Many online artwork stores provide some outstanding examples of modern day triptychs. Look for categories like "Three Piece Paintings." Let's consider the different types.
In many triptychs, as in the featured image for this article, the three paintings are alike but slightly different. That produces an impact not achieved by one work alone. If you think of Andy Warhol paintings, one soup can was interesting enough, but several in series worked even better.
Another type is the single image broken into parts, just like with Monet. Besides being easier to ship and handle than a full scale artwork, the broken painting is arresting for its mosaic like design. Our eye wanders from panel to panel, the space between the images offering relief, making each part stand out or "pop".

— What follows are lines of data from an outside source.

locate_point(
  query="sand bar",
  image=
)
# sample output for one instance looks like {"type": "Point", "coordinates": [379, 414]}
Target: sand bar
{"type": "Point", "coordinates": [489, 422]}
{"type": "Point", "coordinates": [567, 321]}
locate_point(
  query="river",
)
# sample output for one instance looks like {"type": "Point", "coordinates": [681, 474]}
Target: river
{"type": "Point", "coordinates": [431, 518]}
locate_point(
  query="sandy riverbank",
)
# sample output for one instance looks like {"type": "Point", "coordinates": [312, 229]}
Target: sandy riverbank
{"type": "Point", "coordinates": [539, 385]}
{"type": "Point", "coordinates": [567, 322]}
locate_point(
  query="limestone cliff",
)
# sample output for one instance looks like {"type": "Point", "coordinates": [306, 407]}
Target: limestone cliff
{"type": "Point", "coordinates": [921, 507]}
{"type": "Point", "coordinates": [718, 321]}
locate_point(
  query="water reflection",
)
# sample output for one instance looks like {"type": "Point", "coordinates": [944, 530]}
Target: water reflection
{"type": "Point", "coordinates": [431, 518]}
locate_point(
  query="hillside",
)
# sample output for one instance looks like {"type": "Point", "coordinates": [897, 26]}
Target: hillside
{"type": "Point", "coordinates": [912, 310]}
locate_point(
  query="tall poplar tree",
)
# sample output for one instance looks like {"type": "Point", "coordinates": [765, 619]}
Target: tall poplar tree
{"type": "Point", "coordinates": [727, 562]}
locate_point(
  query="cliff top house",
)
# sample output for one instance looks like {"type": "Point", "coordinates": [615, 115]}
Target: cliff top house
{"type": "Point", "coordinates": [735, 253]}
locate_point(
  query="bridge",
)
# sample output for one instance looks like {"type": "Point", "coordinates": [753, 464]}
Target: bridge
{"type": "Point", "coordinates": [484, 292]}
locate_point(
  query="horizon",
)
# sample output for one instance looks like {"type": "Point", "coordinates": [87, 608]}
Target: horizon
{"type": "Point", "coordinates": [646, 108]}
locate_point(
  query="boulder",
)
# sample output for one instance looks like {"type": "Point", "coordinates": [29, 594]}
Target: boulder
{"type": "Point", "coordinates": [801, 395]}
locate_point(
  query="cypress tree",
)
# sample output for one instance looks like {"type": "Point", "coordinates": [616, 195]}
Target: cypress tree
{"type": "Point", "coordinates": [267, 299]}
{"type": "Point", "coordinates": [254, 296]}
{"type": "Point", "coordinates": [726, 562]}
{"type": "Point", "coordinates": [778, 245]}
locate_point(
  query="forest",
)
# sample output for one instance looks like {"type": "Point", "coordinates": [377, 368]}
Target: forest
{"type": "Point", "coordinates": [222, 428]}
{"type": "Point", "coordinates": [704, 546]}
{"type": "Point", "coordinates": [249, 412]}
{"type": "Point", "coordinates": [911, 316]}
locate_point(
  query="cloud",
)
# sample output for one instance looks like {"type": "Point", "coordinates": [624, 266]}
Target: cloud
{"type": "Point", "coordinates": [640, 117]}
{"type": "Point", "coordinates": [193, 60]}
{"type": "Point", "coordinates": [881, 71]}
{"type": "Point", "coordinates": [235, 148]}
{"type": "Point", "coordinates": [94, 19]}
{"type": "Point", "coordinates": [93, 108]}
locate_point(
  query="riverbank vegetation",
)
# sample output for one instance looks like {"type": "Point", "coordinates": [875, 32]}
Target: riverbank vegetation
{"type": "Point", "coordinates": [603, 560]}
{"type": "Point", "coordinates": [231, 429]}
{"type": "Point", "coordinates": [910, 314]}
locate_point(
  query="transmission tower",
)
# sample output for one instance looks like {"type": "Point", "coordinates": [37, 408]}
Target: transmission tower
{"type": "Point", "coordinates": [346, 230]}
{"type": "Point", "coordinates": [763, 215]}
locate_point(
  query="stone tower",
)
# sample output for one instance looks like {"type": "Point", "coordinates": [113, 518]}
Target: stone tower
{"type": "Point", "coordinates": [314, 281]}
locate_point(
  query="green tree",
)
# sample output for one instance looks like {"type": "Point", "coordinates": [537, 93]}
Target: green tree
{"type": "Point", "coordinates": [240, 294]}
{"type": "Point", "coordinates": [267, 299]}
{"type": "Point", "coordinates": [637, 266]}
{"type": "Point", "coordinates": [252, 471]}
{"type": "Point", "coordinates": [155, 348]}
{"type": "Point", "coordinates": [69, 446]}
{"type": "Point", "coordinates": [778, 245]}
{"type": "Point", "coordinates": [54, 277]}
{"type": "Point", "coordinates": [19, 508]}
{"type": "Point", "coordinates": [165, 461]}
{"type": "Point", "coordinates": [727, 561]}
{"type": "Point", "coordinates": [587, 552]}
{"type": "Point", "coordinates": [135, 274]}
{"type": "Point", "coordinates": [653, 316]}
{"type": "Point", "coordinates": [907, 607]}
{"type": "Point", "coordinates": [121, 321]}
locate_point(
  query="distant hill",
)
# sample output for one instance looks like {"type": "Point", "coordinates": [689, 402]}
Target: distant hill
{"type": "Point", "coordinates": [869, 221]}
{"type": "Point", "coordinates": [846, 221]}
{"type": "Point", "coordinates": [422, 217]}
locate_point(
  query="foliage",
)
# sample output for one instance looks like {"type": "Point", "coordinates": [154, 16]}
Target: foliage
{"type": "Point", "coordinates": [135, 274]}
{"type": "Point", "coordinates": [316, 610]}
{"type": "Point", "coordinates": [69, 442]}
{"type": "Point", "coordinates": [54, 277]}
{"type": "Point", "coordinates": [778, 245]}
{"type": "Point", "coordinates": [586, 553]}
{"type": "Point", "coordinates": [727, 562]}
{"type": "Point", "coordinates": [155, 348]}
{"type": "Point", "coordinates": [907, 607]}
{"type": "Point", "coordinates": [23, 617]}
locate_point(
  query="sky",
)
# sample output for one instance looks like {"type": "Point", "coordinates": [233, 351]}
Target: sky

The last common type is the collection, where a theme like Hollywood is brought to life. An example might be one part Marilyn Monroe, one part Bette Davis, and one part Lauren Bacall. If you don't find a packaged triptych that you like, think of doing your own.
Some companies offer wall hangings and frescoes suitable for a dynamic three piece installation. Through their partners they sell a wide range of vintage posters and art posters. As well as a selection of framed art prints. Speaking of which, there is another outlet you should be familiar with.
Museum stores are a natural place to look for studio prints and other suitable material. I noted that Japanese digital reproduction prints are the same paper size, making them ideal for any room needing an Asian accent triptych.
You can also look for a wide selection of tin signs that could be made into a highly creative triptych, perhaps for the garage. No frames needed. Motor oil signs, Route 66 signs, and automobile manufacturer signs could liven up your garage or work space with a three piece installation.
What else? Don't pick something too dark. Most people like their rooms bright and airy and artwork should stay that same way. Key the art to the room's mood and purpose if you like. Kitchens might inspire food themes, children's rooms fantasy characters, action scenes for activity rooms, tranquil art for bedrooms and so on.
Now, what about the installation? There's an art to placing art. Among the notable points, if possible, install your work above a fireplace, sofa, headboard, or dining table. Museums say eye level height works best. 4'9" to 5'0" is a good target. A triptych, by the way, doesn't have to have all its parts at the same level. Something more dynamic happens if you stagger pieces at different heights.
In summary, look around for artwork that inspires you in thirds. You might be surprised at what life offers you, one piece at a time.